Transportation was established, therefore, as a kind of slave trade, and offenders were put up to auction and sold for the period of their sentences by the person who had contracted to transport them. It is stated that, at one time, the rate was about 201. per head. Sometimes the contractor released them on payment of a sum of money, and it was said that some contractors who shipped their convicts at Bristol landed some of them on Lundy Island, a few miles down the channel. The mortality among the prisoners due to the unwholesomeness of the gaols, and the competition of the African slave-dealers, led subsequently to contractors requiring payment varying from a few shillings to 127. per head, which was provided by the local jurisdiction.

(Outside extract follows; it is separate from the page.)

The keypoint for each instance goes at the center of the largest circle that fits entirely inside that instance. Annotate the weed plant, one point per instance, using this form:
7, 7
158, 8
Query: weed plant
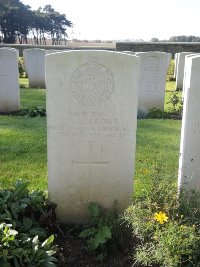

The American colonies, especially Barbadoes, Maryland, and New York, steadily protested against their country being made the receptacle for outcasts of this description, and the propriety of sending them either to the East Indies or to Africa was discussed, but without result. Time arrived, however, in 1776, when the difficulty could no longer be postponed. The war of American independence, of course, put an end to transportation so far as that continent was concerned, for the Government did not think it proper to continue to the loyal colonies an infliction which they could no longer force the independent provinces to submit to. The Government of that day thus found themselves face to face with two problems of extreme difficulty, the solution of which did not readily present itself, and which, as the sequel will show, they succeeded only in postponing, so that we have within recent years had to overcome the difficulties which our forefathers were in part baffled by, and in part released from, by good fortune, which cannot be repeated in our time. The first problem was that of providing prison accommodation for the large number of prisoners-estimated by Mr. Eden, in 1778, to number 1,000 annually-who henceforth could no longer be sent to the old penal settlements, and who would accumulate year by year till a vast total was reached. The second was that of so dealing with these accumulated outcasts, that either by fear of the punishment, or change of disposition, or in some other way, they should be as little dangerous to society in England, when the time came for their discharge, as they would be if they had been removed by transportation to a life of better opportunities and fewer temptations in the backwoods of America.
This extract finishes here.